Impact of manufacturing process on the stability of an anesthetic topical gel
6 October 2023
A. Thouvenin1, E. Jaccoulet1, C. De la Reberdière,1 R. Rasamison1, J. Bordenave2, V. Boudy11 Département Recherche et Développement Pharmaceutique, AGEPS, AP-HP, Paris, France
2 Service de Pharmacie, Hôpital Universitaire Armand Trousseau, AP-HP, Paris, France
Introduction
The combination of three active substances (APIs), lidocaine (LDO), epinephrine (EPI) and tetracaine (TRA) in solution, is used to treat skin wounds in children. A new gel formulation was developed to ensure easy and safe administration. Metabisulfite (MBS) was used as a preservative. Preliminary studies revealed the rapid appearance of a critical impurity linked to EPI, epinephrine sulfonic acid (ESUL).
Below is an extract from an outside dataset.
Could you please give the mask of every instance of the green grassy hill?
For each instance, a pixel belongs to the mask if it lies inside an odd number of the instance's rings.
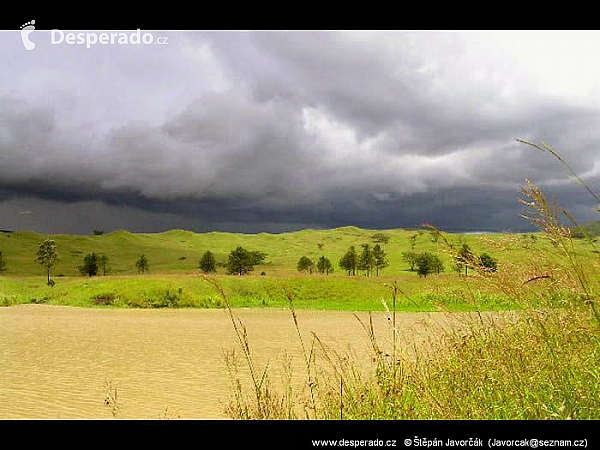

As EPI is sensitive to its environment, an analysis of the critical parameters of the preparation process was carried out. The aim of this study was to assess the impact of the manufacturing process on ESUL formation. The combination of three key factors was studied: protection from light, order of addition of constituents and preparation time.
Materials and methods
Gels containing LDO (4%), EPI (0.05%) and TRA (0.5%) were prepared according to two protocols. The first protocol (P1) involved dissolving MBS in the solution containing the 3 PAs and an alginate solution, filtered before adding calcium for gel formation. This protocol required 3 days of preparation. In the second protocol (P2), amber vials were used, MBS was added with calcium and the protocol duration was 2 days. Three batches were prepared separately per protocol (n = 3). Samples stored at 5°C for 3 months were analyzed by reverse-phase liquid chromatography coupled with a UV detector (RPLC-UV) to determine the levels (in area normalization, AN%) of EPI and ESUL. Rheological properties of the gel, pH and EPI and ESUL contents were checked at different times.
Results
The gels obtained by the two protocols showed similar viscosities (14.0 ± 1.4 Pa.s and 13.0 ± 0.6 Pa.s for P1 and P2) over the 3-month study period. The pH values were 4.6 ± 0.0 and 4.1 ± 0.1 respectively for P1 and P2. EPI contents for P1 and P2 were 96.3 ± 2.2% and 102.9 ± 1.1% respectively. For ESUL, at T0, P1 showed an average content of 0.5 ± 0.0% versus 0.2 ± 0.0% with P2. At 3 months, P1 and P2 showed a mean content of 2.5 ± 0.0% and 0.8 ± 0.2% respectively. This change in protocol reduced the level of impurities present at the end of preparation, keeping it below 1.0% after 3 months of cold storage.
Discussion/Conclusion
The preparation protocol is an important factor in the development of a new formulation. Protecting from light, changing the order of incorporation of constituents and reducing preparation time reduced significantly the critical impurity content. Optimization of this protocol will enable us to envisage a longer shelf-life for the hospital preparation of this new topical gel.